US special operations forces carried out a raid in northwest Syria late Wednesday against an ISIS leader, and civilians were reported killed in the operation.

Local sources told Syrian state media and The Associated Press that at least 13 people were killed in the raid, including six children and four women. The UK-based Syrian Observatory for Human Rights (SOHR) also cited sources who said 13 were killed, but they said four children and three women were killed.

The AP report said US special operations forces landed in helicopters and attacked a house in the Syrian town of Atmeh, near the Turkish border in the Idlib province.
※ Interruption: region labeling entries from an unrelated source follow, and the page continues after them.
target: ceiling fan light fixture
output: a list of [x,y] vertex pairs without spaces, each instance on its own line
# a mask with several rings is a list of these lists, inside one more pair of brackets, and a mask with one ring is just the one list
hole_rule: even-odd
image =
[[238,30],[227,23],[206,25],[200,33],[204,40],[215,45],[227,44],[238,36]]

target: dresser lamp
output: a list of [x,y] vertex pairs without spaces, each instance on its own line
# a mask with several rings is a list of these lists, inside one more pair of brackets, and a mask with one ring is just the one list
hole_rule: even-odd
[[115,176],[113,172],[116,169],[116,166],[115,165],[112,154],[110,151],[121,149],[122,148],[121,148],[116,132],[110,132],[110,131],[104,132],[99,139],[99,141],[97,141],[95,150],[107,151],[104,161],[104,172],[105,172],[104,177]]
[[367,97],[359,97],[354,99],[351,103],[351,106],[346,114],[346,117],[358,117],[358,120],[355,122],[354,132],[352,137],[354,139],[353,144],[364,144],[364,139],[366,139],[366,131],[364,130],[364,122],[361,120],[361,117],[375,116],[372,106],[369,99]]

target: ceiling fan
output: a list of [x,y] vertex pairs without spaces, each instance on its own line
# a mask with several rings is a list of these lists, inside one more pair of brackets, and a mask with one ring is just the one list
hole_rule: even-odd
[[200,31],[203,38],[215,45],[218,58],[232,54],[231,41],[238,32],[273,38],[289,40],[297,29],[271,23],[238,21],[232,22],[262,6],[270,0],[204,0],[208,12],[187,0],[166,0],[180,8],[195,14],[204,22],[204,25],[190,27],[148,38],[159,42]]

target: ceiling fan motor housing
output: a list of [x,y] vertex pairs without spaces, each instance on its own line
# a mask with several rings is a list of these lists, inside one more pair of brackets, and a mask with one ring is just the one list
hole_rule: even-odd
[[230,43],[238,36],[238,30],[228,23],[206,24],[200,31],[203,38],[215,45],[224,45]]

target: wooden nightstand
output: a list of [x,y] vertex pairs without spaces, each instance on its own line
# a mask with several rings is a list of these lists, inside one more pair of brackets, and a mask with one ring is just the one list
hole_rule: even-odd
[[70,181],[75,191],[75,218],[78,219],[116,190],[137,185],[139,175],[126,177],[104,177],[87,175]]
Witnesses said the US clashed with gunmen for two hours.

President Biden announced the operation on Thursday and said it killed Abu Ibrahim al-Hashimi al-Qurayshi, who replaced Abu Bakr al-Baghdadi as the leader of ISIS after he was killed in a similar raid in 2019. Biden said the operation was “successful” and blamed the civilian casualties on al-Qurayshi.

“In a final act of desperate cowardice, with no regard to the lives of his family or others in the building, he chose to blow himself up … taking several members of his family with him — just as his predecessor did,” Biden said.

Pentagon spokesman John Kirby said al-Qurayshi blew himself up before engaging the US special operations forces. He said the US troops engaged in a gunfight with other individuals who approached the house after the US landed.

The operation comes amid intense scrutiny over the enormous number of civilian casualties during the US air war against ISIS in Iraq in Syria. As recent reporting from The New York Times shows, the Pentagon is notorious for not telling the full story about its operations and hiding civilian casualties.

The US was recently involved in major fighting between ISIS and the Kurdish-led SDF over in northeast Syria that was touched off by an ISIS attack on a prison. The fighting killed nearly 500 people.